2.THEworkmen accept the amount mentioned in clause l(a) above in full and final settlement of their account in respect of their entire period of service with the employer, M/s. R. S. Madhoram & Sons (NB), and acknowledge that they have no other claim, due or dispute whatsoever against the said employer nor will they prefer any against the Management.'

(17) Admittedly, it is not a case of settlement under Section 18(2) of the Industrial Disputes Act as it is not in the form prescribed by rule 58, nor any other provision of the statute to make it a settlement under the Industrial Disputes Act. The question of payment of retrenchment compensation arises only if the retrenchment is in accordance with i.e. retrenchment is made in accordance with the provisions of section 25F of the Act. There is no reference in the settlement of any such conditions being complied with, namely, termination of service on one month's notice or wages being paid in lieu thereof. thereforee, no right accrues for retrenchment compensation under Chapter Va of the Act. The procedure for retrenchment is provided in Section 25G and the right of re-employment is conferred on the retrenched workman under Section 25H of the Act. The settlement is just to the contrary. Again, there was no computation to be done by the Arbitrator. The amount had already been settled and, thereforee, the question of application being made under Section 33C(1) or Section 33C(2) did not arise. Again, the petition filed; under Sections 14 and 17 of the Arbitration Act nowhere talked of the rights under Chapter Va of the Industrial Disputes Act. No objection has been taken as to in what form the matter became an Industrial dispute or a claim under (chapter VA. In fact, there is no averment in the objection petition as to whether it was a case of closure or transfer of business or retrenchment under Chapter VA. Further, even as per the settlement, it does not appear that the claims were covered under Chapter VA.

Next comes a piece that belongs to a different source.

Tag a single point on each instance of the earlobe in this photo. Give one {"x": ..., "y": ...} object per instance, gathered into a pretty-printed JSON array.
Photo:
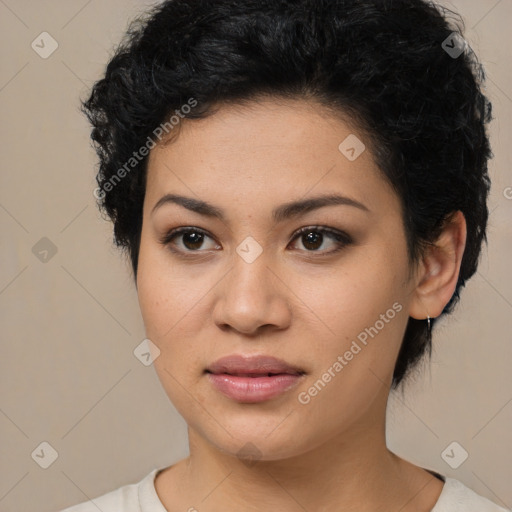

(18) The law does not debar any employer from paying anything by way of contract. Merely because such payment could under certain circumstances be claimed under the Industrial Disputes Act, does not mean that the rights claimed or the settlement of payment is in view of the obligations created by the Industrial Disputes Act. It is true that the terms of settlement talked of retrenchment compensation, but this straightaway does not lead to the conclusion that it was retrenchment compensation which was being claimed by the workmen in view of the obligations of the employer under Chapter Va of the Act. It also appears that the employees wanted to leave their services with the Firm after settlement of accounts. The Management of the Firm also agreed to the same. Instead of its terminating the services of the workmen and, thereafter, the employees claiming retrenchment compensation, the employees agreed to have their services on certain terms and conditions. It was again not a case under Section 25FF for compensation to workmen in case of transfer of undertaking as contemplated by this Section. It is clear from the settlement hat he services of the decree-holders were to start afresh with effect from May 25, 1974 whereas the workmen ceased to be employees of the firm with effect from March 25, 1974 and liberty was given to the company to terminate the services of the decree-holders as soon as the full payment was received by the decree-holders.

(19) The cause of action for reference of dispute to the Arbitrator was the agreement of settlement and not retrenchment.

(20) The recitals in the settlement do not show that there was any Industrial dispute whatsoever and, thereforee, the present case falls within the ambit of principle No. 1 as laid down by the Supreme court in case of the Premier Automobiles Ltd. (Supra) (2), and, thereforee, the Civil Court had the inherent jurisdiction to pass the decree.

(21) For all these reasons, 'I find that there is no force in the objection petition, and E. A. 32 of 1976 is dismissed with costs. Counsel fee Rs. 300.

(22) In view of the dismissal of the objections, E. A. 31 of 1976 which was for stay of execution during the pendency of the present application, also merits dismissal. Ordered accordingly.